Das Bundesministerium der Verteidigung hat die Potenzialfeststellung in Anlage 1 der Auswahlrichtlinie als ein eintägiges psychologisches Verfahren zur Abschätzung des Potenzials der Bewerberinnen und Bewerber u.a. hinsichtlich des Berufsbildes "Offizier des militärfachlichen Dienstes" definiert und bestimmt, dass sie schrittweise die bisherigen Verfahren ablöse. Die bisherigen Verfahren waren die "Allgemeine Eignungsfeststellung für Unteroffiziere der Luftwaffe", der sich in der Verwaltungspraxis auch Angehörige anderer Teilstreitkräfte bzw. Organisationsbereiche unterziehen mussten, und die Psychologische Eignungsprüfung.

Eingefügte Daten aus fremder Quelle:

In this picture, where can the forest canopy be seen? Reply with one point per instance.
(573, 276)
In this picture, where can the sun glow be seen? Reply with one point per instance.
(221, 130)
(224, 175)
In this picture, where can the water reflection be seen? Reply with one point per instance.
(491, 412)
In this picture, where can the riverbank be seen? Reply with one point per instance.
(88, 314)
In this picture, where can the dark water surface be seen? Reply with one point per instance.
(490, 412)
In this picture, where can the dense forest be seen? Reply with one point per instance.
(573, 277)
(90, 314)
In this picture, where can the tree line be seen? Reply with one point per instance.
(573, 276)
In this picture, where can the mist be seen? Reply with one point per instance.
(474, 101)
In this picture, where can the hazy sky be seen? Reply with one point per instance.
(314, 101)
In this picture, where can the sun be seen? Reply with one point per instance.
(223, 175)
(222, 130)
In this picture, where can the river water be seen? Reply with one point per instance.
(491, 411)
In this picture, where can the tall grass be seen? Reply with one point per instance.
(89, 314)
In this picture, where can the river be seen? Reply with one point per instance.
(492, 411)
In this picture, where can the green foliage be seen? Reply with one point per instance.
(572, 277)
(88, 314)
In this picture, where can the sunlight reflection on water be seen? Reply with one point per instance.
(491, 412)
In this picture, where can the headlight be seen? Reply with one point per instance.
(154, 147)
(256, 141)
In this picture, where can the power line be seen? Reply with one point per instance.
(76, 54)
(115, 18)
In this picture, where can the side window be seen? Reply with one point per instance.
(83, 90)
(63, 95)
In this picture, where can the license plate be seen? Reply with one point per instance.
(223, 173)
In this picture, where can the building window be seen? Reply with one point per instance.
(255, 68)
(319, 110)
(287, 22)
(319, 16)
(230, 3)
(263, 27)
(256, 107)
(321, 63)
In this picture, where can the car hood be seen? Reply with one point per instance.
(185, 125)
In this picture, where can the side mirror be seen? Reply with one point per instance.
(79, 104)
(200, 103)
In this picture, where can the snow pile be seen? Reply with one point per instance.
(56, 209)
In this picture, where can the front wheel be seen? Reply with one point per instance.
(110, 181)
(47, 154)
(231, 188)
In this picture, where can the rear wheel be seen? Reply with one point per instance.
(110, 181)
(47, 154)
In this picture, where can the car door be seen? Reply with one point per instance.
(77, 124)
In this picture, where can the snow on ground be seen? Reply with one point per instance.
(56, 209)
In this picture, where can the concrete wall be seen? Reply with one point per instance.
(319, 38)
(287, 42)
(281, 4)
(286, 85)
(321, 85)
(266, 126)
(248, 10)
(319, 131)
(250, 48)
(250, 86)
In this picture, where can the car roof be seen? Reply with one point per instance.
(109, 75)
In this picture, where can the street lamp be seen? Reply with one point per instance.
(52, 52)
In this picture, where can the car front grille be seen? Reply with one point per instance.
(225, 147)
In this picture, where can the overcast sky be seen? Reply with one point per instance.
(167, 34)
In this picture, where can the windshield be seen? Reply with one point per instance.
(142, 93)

Die in der Auswahlrichtlinie getroffenen Regelungen über die Potenzialfeststellung als weiteres Auswahlkriterium im Auswahlverfahren für Offiziere des militärfachlichen Dienstes und als "Nachfolgerin " der bisherigen Eignungsfeststellungsverfahren sind als solche rechtlich nicht zu beanstanden. Es liegt in der Personalorganisationshoheit des Bundesministers der Verteidigung, ob er in das Zulassungsverfahren für die Laufbahn der Offiziere des militärfachlichen Dienstes zusätzliche Erkenntnisquellen einführt, die neben den verschiedenen Beurteilungsarten und bestimmten fachlichen Prüfungsergebnissen ergänzende prognostische Aussagen über die Eignung der Bewerber für die angestrebte Laufbahn oder für den laufbahnrelevanten Status (Berufssoldat) leisten können. Ebenso liegt es in seiner Personalorganisationshoheit, die inhaltlichen Voraussetzungen und Anforderungen eines solchen zusätzlichen Eignungsfeststellungsverfahrens zu ändern.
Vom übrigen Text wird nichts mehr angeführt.